Chasing the wrong production metrics, not only hinders progress, it creates confusion for your customers and stakeholders. Here’s how IT teams can set the right objectives to achieve the right results.
Picture the scene…you’re an IT leader and your business stakeholders request a monthly update on performance across your production environment. You run a few checks and report that all your metrics are green across the board. Job well done.
Well, not quite.
Your stakeholders look confused. From their perspective, performance has been anything but good. In fact, there has been a flurry of service issues none of which are mentioned in your report.
Sound familiar? You’re not alone.
The right metrics lead to the right business outcomes
All too often, there is a huge divide between how IT teams and business stakeholders perceive performance. Sometimes this can be down to a lack of understanding or even a terminology barrier between the two functions. But more often than not, it’s because the metrics IT teams use to track performance do not reflect how effective a service is, or whether it is achieving the right business outcomes.
Narrow performance metrics like output or utilisation, while helpful, don’t consider the actual value a service brings to users. Or indeed whether users have had a positive or negative experience of that service.
So, as an IT leader, how can you choose the right set of metrics to better assess service performance?
An excellent place to start is by creating Service Level Indicators (SLIs) and Service Level Objectives (SLOs) which form the key pillars of Site Reliability Engineering (SRE).
SLIs, SLOs, and SLAs —what’s the difference?
If you work in IT, you will already be familiar with the term SLA. It stands for Service Level Agreement, the contractual commitment you make to your customers to uphold an agreed level of service. But what about SLIs and SLOs? How do they differ? And, what exactly do they bring to the table?
Firstly, let’s define what each of these terms means:
Service Level Indicator (SLI) is the indicator of whether each delivery of a service has been good or not. For example, if we consider user logins to a system, a good indicator of service is a login that was successful and under 5 seconds.
Service Level Objective (SLO) quantifies the overall reliability of the service in percentage terms, i.e.what percentage of all SLI’s over a given time period do you expect to be good. For example, if 95% of all user logins are successful and are executed under 5 seconds (measured over a 4 week period).
Service Level Agreement (SLA) is effectively the same as the SLO in terms of how it is calculated; however, if the objective is not met, there will be contractual consequences.
Make outcomes your anchor point
SLOs and SLIs help IT teams align performance objectives and metrics with the desired business outcome. They provide a more accurate way to reflect the service the producer (IT operations) delivers in the eye of the customer (business stakeholders).
For example, an outcome could be that you want customers to log onto a system quickly (under five seconds) or you want to process payments within a specific timeframe. This outcome becomes your anchor point, the reason the service exists in the first place. Once you know what it’s there to achieve, you can then examine how to measure its effectiveness, including what data you need from the service to prove it’s delivering the right outcome.

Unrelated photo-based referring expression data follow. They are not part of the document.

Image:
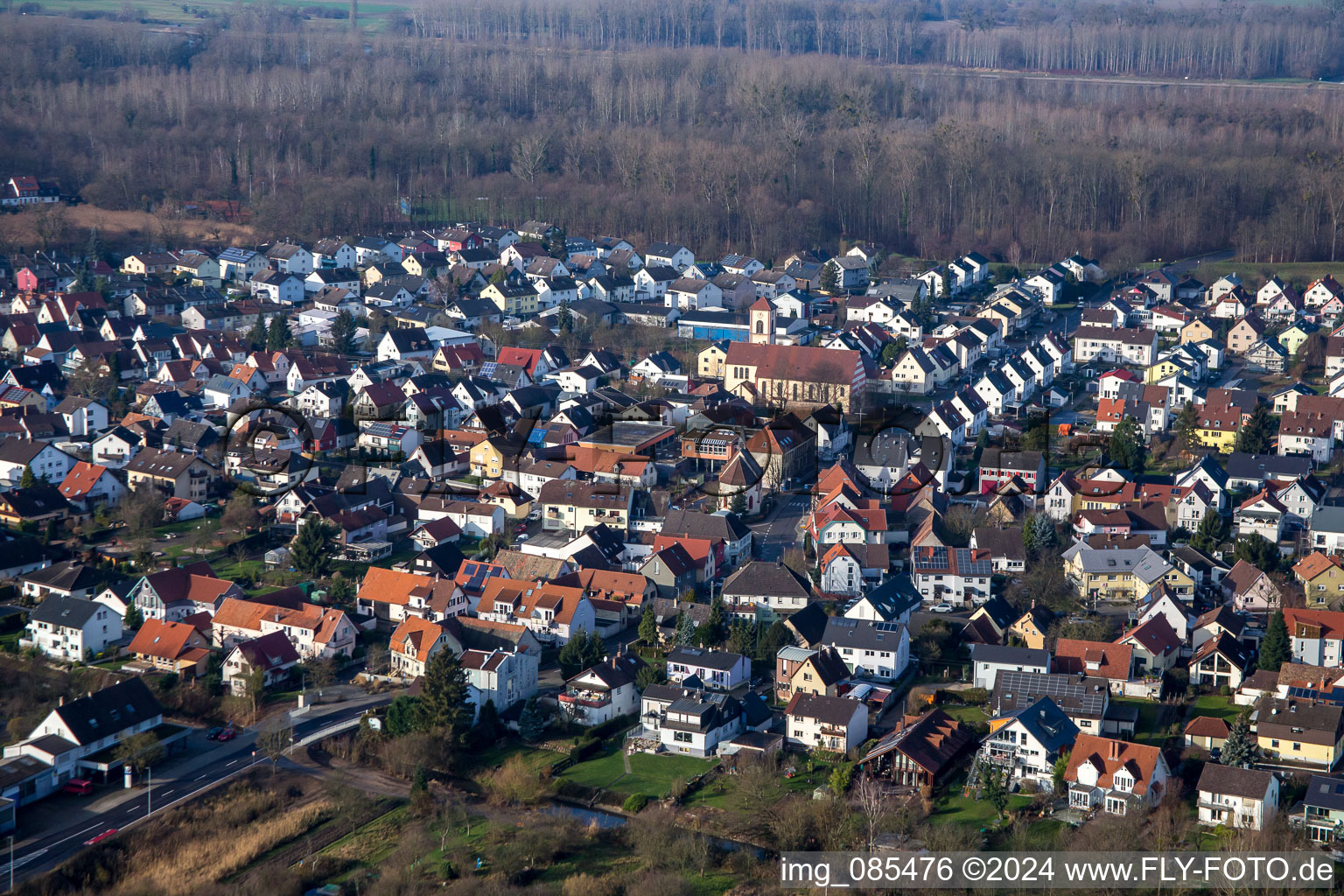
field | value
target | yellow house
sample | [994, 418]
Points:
[1321, 578]
[1218, 424]
[1161, 369]
[1195, 332]
[1031, 627]
[515, 300]
[1293, 338]
[710, 361]
[1301, 731]
[486, 458]
[202, 269]
[1123, 575]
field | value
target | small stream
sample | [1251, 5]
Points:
[608, 820]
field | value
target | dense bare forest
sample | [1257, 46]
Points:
[318, 130]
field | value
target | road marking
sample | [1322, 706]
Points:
[30, 858]
[75, 835]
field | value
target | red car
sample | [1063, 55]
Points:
[78, 786]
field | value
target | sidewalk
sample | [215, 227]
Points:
[60, 810]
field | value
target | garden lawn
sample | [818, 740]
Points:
[649, 774]
[1214, 704]
[967, 715]
[1146, 730]
[967, 810]
[506, 750]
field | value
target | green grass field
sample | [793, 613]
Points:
[1254, 274]
[967, 810]
[649, 775]
[371, 15]
[1215, 705]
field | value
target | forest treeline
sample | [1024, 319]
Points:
[1258, 39]
[756, 152]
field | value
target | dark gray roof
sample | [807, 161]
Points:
[1234, 780]
[1256, 466]
[1326, 792]
[762, 579]
[1010, 655]
[704, 526]
[721, 660]
[110, 710]
[1047, 723]
[66, 612]
[894, 598]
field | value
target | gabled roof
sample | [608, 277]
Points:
[1095, 659]
[109, 712]
[1110, 757]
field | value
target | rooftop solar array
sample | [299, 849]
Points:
[1023, 688]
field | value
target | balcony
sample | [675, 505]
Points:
[591, 699]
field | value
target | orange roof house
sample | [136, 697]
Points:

Meaningful metrics: your first step to better performance
No outages, no problem?
Not quite.
The absence of outages in your environment is not a reliable indicator that all is well. If you don’t understand what a service is there to achieve, how can you ever be sure it is performing well or if it is providing any value to the business?
By helping to reflect on what a service is there to achieve, SLIs and SLOs help you to build a stronger relationship with your business stakeholders and customers. With the right metrics in place, you can provide stakeholders with a much more accurate assessment of performance. And if there is an incident or outage in your environment, your SLIs and SLOs will help you assess the impact quickly and decide on the right course of action.
So to sum up, SLIs and SLOs play an essential role in helping IT teams:
- Align perspectives: bringing the business and IT closer together.
- Embrace a customer-centric approach: reflecting how effective a service is in the eyes of customers (users).
- Focus on delivering the best business outcomes: with the correct measurements in place, teams have a clearer understanding of what a service needs to achieve from a business perspective.